2005 Olin Cup winners announced

Proposals for tracking cattle and helping the hearing impaired to receive $70,000

Two teams of entrepreneurs have won Washington University’s 2005 Olin Cup. Somark Innovations, Inc. and iMobile Access Technologies, or iMAT, will receive a total of $70,000 in seed funding for their enterprises. An additional $5,000 grant for student projects will be split between two winners: HomeWUrk and Suzanne Shenkman Designs.

The awards were announced Dec. 1 at a ceremony featuring Robert J. Skandalaris, founder and chairman of Noble International.

Somark Innovations, Inc., which will receive $50,000 of the seed money, is the brainchild of Ramos M. Mays and Mark Pydynowski. Mays developed an identification and tracking system that works like an Radio Frequency Identification (RFID) chip, but without a physical microchip or antenna. Instead, the system uses a biocompatible material that the FDA has already approved and that can be used to tag anything from clothing to people. Somark intends to market the product initially to livestock owners, in response to a recent USDA mandate that requires the identification and tracking of cattle. Once the entrepreneurs obtain enough capital to develop a prototype, they expect the product to be ready for market within 15 to 20 months.

The second winner of the 2005 Olin Cup, iMAT, is also a high-tech company, but one that focuses on improving communication for the deaf or hard of hearing. Founder Stephen Foster was born deaf and has developed a wearable device that transcribes what spoken words into text that the user can read. Foster said the device may come in the form of eyeglasses that can project the text into the user’s field of vision. iMAT is working with several technological and design partners on an advanced prototype that could be available in early 2006.

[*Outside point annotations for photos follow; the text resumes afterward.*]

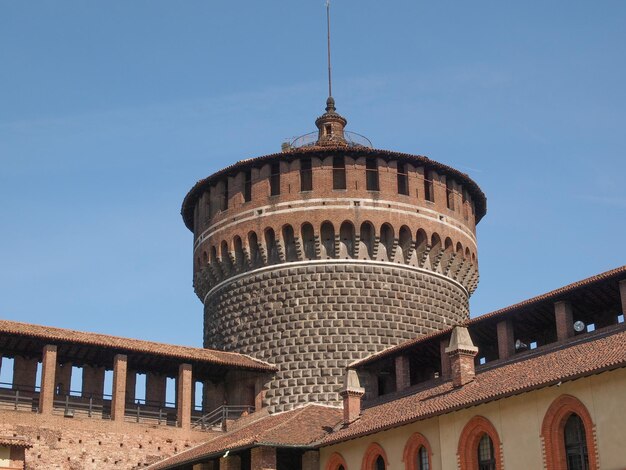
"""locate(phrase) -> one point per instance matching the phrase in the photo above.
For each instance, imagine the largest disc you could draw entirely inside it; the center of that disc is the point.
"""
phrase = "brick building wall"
(93, 444)
(312, 320)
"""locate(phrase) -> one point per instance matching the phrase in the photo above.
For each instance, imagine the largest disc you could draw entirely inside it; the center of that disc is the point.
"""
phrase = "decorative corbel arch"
(553, 428)
(370, 456)
(470, 437)
(413, 445)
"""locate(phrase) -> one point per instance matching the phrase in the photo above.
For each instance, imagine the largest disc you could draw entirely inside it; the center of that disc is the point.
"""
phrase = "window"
(247, 186)
(576, 444)
(450, 193)
(371, 174)
(429, 193)
(422, 459)
(403, 180)
(339, 173)
(306, 175)
(224, 196)
(275, 179)
(416, 454)
(336, 462)
(374, 458)
(464, 201)
(479, 446)
(486, 459)
(568, 437)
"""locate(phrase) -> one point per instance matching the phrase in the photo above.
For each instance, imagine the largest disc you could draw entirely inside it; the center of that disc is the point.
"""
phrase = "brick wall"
(313, 320)
(93, 444)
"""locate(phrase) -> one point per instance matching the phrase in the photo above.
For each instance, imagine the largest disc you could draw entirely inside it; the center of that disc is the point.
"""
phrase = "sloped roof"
(551, 296)
(300, 427)
(536, 369)
(61, 335)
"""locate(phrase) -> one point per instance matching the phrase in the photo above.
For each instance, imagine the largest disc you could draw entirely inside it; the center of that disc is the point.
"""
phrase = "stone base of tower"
(312, 319)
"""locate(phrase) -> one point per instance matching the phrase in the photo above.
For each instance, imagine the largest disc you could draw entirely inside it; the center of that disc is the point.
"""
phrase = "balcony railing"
(19, 397)
(352, 139)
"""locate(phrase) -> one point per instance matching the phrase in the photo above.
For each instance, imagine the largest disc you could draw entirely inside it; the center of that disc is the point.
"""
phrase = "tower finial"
(330, 87)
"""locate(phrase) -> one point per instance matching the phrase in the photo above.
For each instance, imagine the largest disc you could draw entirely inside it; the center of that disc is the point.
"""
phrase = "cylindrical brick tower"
(328, 252)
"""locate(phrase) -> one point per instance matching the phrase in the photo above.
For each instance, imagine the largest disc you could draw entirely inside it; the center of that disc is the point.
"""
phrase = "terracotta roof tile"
(212, 356)
(584, 356)
(554, 294)
(300, 427)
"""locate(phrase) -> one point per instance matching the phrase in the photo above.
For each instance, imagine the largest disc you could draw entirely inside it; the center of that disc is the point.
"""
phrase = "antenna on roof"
(330, 88)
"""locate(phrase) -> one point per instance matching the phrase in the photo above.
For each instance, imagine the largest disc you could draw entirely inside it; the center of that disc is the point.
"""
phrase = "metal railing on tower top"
(352, 139)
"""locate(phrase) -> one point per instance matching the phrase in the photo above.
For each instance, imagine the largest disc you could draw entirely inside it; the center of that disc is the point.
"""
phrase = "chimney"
(351, 394)
(461, 351)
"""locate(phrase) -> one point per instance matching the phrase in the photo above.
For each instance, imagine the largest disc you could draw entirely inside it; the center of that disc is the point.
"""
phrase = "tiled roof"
(582, 357)
(54, 335)
(555, 294)
(548, 296)
(300, 427)
(479, 197)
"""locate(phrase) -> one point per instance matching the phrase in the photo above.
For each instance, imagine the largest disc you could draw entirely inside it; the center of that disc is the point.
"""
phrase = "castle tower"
(328, 252)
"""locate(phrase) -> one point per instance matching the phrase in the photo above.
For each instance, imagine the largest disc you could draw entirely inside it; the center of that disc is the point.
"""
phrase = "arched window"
(308, 239)
(374, 458)
(575, 444)
(405, 242)
(291, 252)
(336, 462)
(423, 461)
(486, 457)
(479, 446)
(367, 237)
(417, 453)
(328, 240)
(253, 246)
(346, 236)
(270, 246)
(239, 254)
(568, 437)
(386, 238)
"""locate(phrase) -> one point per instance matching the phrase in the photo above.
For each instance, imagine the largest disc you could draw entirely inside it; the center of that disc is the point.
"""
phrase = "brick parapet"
(422, 230)
(93, 444)
(313, 320)
(322, 174)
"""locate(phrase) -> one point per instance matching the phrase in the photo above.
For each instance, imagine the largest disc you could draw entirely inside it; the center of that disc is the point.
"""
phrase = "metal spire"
(330, 88)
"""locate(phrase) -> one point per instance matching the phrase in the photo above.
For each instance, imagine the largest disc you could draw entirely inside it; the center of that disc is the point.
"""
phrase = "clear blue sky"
(110, 111)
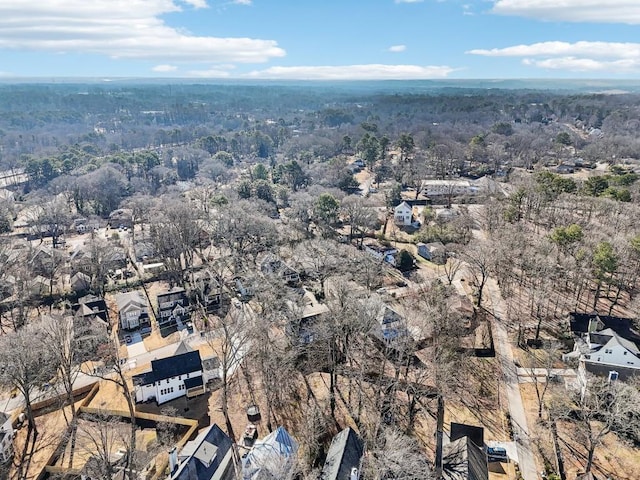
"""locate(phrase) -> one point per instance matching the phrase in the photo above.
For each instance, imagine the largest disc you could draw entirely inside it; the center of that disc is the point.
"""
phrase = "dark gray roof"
(464, 460)
(205, 456)
(579, 323)
(344, 454)
(193, 382)
(170, 367)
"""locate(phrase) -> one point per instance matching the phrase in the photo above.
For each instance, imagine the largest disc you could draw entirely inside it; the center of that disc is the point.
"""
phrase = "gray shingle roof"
(170, 367)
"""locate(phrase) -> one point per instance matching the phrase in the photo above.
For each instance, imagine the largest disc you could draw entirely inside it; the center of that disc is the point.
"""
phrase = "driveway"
(526, 459)
(136, 346)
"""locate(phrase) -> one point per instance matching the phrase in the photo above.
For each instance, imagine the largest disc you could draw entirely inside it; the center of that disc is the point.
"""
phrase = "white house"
(6, 438)
(402, 214)
(170, 378)
(605, 348)
(133, 310)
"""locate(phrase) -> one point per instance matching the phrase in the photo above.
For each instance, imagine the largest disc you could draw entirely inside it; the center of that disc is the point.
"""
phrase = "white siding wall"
(165, 390)
(615, 355)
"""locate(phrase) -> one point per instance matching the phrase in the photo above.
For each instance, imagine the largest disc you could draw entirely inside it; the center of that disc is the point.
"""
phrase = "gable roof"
(615, 338)
(170, 367)
(202, 457)
(182, 348)
(271, 455)
(344, 454)
(464, 460)
(403, 206)
(579, 324)
(129, 299)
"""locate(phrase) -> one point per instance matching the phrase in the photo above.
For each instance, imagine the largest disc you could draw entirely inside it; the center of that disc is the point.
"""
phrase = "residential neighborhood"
(279, 282)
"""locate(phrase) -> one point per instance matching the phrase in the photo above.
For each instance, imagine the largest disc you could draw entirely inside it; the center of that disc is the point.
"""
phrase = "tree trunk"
(590, 454)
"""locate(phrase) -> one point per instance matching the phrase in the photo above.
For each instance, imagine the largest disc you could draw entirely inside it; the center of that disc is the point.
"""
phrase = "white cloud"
(216, 71)
(593, 11)
(609, 57)
(197, 3)
(130, 29)
(397, 48)
(354, 72)
(592, 49)
(164, 68)
(573, 64)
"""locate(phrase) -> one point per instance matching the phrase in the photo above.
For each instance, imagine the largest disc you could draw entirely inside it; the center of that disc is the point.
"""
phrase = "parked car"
(497, 454)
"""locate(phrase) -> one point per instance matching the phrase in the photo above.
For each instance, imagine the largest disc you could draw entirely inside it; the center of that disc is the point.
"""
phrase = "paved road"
(526, 459)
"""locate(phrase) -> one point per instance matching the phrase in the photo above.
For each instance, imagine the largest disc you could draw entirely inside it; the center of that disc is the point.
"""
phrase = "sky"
(320, 39)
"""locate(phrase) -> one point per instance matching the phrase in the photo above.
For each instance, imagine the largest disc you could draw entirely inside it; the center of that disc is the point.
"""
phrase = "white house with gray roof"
(607, 349)
(133, 309)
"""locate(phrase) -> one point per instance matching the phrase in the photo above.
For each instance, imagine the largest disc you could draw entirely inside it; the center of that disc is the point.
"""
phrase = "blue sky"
(320, 39)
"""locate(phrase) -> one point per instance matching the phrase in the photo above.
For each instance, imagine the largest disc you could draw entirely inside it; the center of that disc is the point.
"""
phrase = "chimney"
(173, 459)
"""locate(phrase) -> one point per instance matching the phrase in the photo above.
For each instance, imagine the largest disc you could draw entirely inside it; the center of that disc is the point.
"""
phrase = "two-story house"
(206, 290)
(173, 307)
(6, 438)
(605, 344)
(91, 308)
(403, 214)
(209, 456)
(170, 378)
(133, 310)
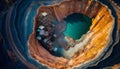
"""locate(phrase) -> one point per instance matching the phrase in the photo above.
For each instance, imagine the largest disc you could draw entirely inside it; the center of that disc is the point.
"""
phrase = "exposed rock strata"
(101, 28)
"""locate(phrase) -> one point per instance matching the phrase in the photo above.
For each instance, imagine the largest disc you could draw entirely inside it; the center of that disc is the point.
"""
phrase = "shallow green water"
(77, 25)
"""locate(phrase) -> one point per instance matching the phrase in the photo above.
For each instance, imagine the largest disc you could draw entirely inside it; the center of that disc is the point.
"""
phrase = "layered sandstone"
(101, 29)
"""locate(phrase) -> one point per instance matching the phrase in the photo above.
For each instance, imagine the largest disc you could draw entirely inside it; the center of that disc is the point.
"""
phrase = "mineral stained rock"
(95, 42)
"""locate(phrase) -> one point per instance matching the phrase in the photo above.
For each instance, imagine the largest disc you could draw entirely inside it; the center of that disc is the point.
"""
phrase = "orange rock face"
(101, 29)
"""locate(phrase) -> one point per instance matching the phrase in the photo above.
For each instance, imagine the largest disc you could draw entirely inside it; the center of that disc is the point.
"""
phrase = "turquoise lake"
(77, 25)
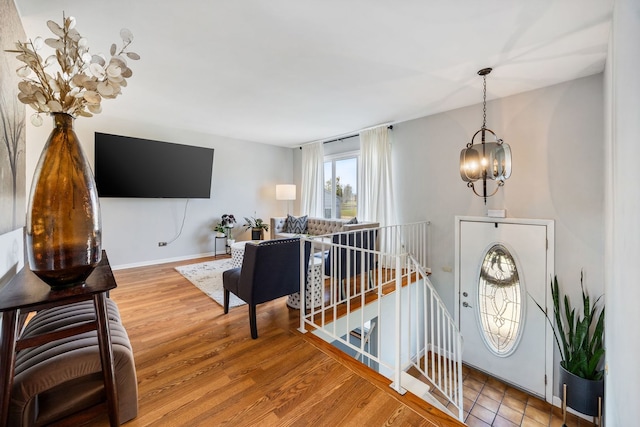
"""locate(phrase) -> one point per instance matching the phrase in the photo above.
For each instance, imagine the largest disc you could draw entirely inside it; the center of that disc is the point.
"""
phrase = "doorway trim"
(550, 257)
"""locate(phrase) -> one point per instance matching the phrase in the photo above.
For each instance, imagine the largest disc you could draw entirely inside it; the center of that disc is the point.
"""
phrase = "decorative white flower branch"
(82, 81)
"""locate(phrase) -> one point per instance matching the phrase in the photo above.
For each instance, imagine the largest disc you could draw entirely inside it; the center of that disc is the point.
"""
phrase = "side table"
(215, 247)
(26, 293)
(237, 252)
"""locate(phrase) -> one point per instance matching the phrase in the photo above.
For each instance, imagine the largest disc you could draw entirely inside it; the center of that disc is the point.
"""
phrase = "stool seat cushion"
(60, 378)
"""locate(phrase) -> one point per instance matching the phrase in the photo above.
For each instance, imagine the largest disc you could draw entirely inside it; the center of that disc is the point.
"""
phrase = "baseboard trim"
(165, 260)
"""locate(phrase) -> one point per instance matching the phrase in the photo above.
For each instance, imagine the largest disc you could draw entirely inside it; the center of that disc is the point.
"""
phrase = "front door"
(502, 265)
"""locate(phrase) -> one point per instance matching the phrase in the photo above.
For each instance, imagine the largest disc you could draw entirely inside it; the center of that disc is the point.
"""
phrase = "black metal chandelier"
(485, 160)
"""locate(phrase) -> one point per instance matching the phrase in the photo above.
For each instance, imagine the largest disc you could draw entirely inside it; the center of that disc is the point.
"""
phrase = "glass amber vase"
(64, 232)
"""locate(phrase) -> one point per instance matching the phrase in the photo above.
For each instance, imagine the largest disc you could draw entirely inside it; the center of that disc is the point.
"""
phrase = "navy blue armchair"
(269, 270)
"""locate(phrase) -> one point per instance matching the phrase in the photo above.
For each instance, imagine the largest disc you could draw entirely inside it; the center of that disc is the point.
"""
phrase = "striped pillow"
(295, 225)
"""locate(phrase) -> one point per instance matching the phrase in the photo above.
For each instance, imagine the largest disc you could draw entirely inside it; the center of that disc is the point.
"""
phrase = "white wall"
(244, 179)
(622, 389)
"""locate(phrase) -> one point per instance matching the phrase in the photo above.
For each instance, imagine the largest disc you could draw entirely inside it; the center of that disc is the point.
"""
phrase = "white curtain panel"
(375, 201)
(312, 177)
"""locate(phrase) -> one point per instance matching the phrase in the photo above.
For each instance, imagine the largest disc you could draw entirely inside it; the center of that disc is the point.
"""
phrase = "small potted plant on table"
(257, 227)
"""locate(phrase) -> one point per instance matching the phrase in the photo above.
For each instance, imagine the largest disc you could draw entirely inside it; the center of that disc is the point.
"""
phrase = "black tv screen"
(134, 167)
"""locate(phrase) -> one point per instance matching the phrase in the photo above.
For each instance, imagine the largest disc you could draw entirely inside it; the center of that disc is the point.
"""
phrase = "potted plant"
(220, 230)
(580, 339)
(223, 228)
(257, 226)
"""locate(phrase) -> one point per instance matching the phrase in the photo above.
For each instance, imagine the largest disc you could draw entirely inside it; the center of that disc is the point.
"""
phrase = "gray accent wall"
(556, 136)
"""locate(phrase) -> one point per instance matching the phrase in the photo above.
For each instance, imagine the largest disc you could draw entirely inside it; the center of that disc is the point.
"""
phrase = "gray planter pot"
(582, 394)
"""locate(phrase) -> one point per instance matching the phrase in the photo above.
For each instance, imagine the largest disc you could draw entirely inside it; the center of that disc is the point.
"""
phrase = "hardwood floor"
(199, 367)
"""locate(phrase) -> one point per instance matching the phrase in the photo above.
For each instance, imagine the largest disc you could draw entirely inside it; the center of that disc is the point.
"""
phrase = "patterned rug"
(207, 276)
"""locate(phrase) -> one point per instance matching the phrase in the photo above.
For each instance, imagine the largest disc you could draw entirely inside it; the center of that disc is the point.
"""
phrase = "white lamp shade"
(286, 192)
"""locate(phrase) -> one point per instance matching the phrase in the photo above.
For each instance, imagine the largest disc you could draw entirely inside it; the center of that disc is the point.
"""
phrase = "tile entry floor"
(489, 402)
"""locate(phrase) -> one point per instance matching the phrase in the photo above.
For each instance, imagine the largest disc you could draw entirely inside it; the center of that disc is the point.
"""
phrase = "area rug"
(207, 276)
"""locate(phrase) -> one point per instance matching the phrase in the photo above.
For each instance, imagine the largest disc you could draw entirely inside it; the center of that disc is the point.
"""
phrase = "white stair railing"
(380, 277)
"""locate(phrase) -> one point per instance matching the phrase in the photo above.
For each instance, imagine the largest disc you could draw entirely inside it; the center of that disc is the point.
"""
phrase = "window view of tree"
(340, 188)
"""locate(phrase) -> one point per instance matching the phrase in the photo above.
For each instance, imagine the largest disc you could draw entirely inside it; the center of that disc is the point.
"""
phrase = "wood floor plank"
(197, 366)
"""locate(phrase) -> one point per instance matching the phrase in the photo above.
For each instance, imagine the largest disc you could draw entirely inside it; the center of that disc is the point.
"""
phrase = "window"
(341, 186)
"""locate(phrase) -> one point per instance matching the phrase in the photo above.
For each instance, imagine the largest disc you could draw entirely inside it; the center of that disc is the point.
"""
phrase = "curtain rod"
(390, 127)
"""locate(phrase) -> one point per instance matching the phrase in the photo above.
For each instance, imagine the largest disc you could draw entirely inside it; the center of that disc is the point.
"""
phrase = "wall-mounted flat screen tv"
(134, 167)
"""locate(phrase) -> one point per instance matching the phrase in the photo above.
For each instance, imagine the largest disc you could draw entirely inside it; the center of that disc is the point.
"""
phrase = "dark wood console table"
(26, 293)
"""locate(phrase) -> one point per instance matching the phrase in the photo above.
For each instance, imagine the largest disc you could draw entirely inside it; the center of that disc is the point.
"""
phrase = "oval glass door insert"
(500, 301)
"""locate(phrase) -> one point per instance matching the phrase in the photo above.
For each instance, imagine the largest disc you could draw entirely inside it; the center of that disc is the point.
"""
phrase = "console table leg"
(106, 357)
(8, 357)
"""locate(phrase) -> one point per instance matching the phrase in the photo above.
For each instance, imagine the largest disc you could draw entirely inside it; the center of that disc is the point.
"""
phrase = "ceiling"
(286, 72)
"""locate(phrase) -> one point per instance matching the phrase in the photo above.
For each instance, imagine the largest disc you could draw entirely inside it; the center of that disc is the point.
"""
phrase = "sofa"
(317, 226)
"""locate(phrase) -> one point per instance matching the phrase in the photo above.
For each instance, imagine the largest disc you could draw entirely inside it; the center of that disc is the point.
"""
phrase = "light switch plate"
(497, 213)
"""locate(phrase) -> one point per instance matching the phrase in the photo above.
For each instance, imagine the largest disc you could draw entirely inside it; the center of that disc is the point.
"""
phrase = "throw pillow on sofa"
(295, 225)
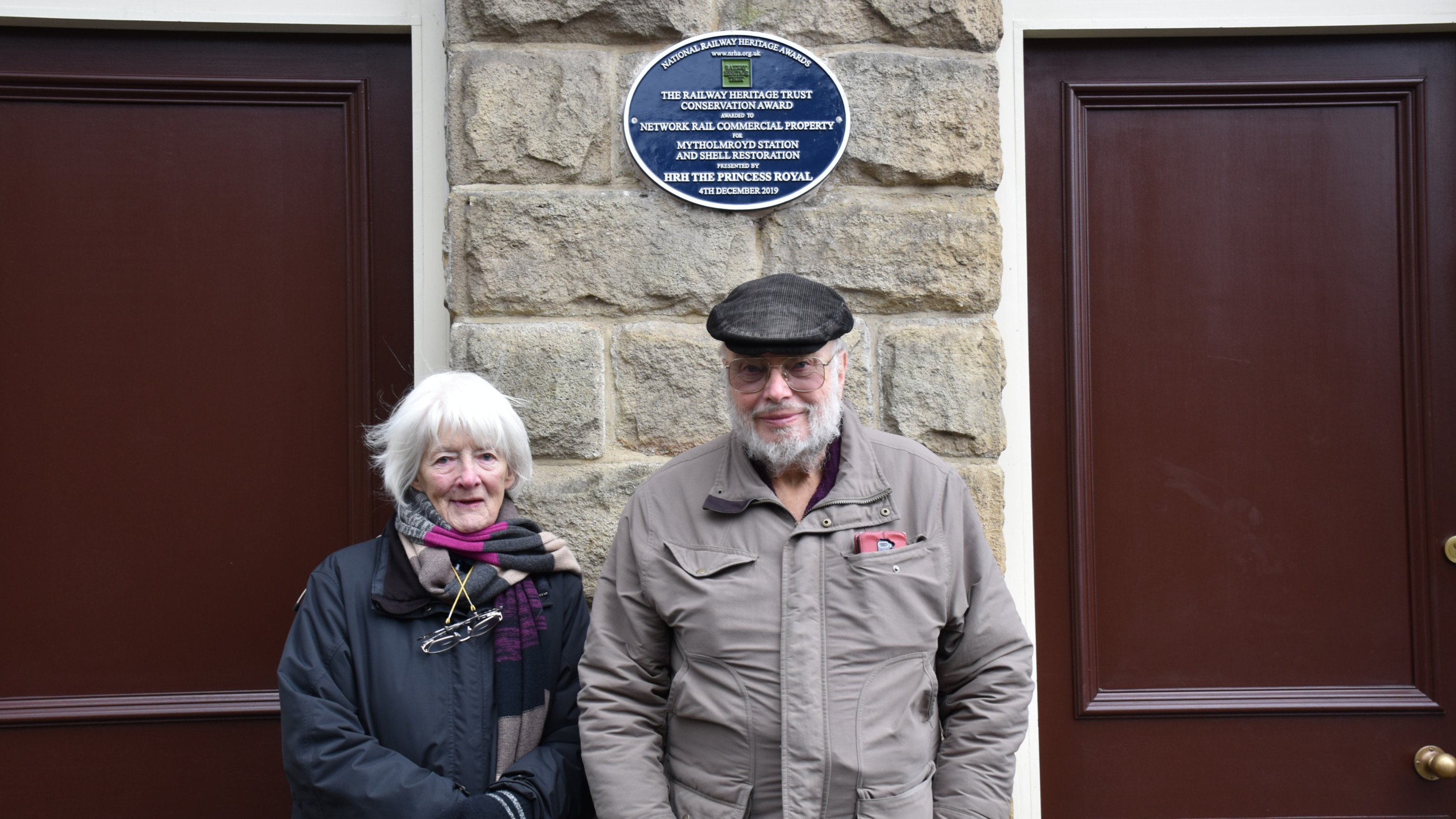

The student winners business concepts are both service oriented. Teddy Purnomo, a junior year business student, founded HomeWUrk, a company that assists college students as they move into their dormitories. HomeWUrk will sell decorative items, electronics and toiletries to dormitory dwellers and their parents. To help customize their selections, students can go online and create a mock-image of their room with the selected items in place. The company will deliver the merchandise directly to campus.

Suzanne Shankman, a second-year MBA student, founded a company to create clothing and accessories from vintage neckties. Suzanne Shankman Designs will sell belts, wristbands and throw pillows to fashion conscious consumers interested in products that are original in concept and unique in design.

More than 20 judges selected the winners from an initial field of at least 50 proposals which were narrowed down as contestants completed a series of presentations and meetings. Six teams were finalists. Olin Cup judges typically represent angel investors, executives and venture capitalists.

“Every year the Olin Cup competitors are higher quality. This year it was even harder for the judges to pick a winner,” said Ken Harrington, executive director of the Skandalaris Center for Entrepreneurial Studies. “I think IdeaBounce is part of it but the ventures are just steadily improving. I’m sure that we’ll see this continue again next year, especially in the students’ competition.”

The annual Olin Cup Competition was founded in 1988 as part of The Hatchery entrepreneurship course at the Olin School. The Olin Cup Competition began awarding up to $70,000 in seed funding in 2001 with the support of the Skandalaris family. This year is the first time that an additional $5,000 grant was awarded to the best student teams.

To date, the competition has resulted in the formation of more than 50 new businesses by business students and alumni.

“It’s encouraging to see the Olin Cup Competition add to the entrepreneurial spirit of St. Louis,” said Harrington.

In 2003, the Kauffman Foundation selected WUSTL as one of eight U.S. universities to share $25 million in grants through a program designed to make entrepreneurship education available across campus and transform the way entrepreneurship is viewed, taught and experienced. WUSTL received a grant of $3 million.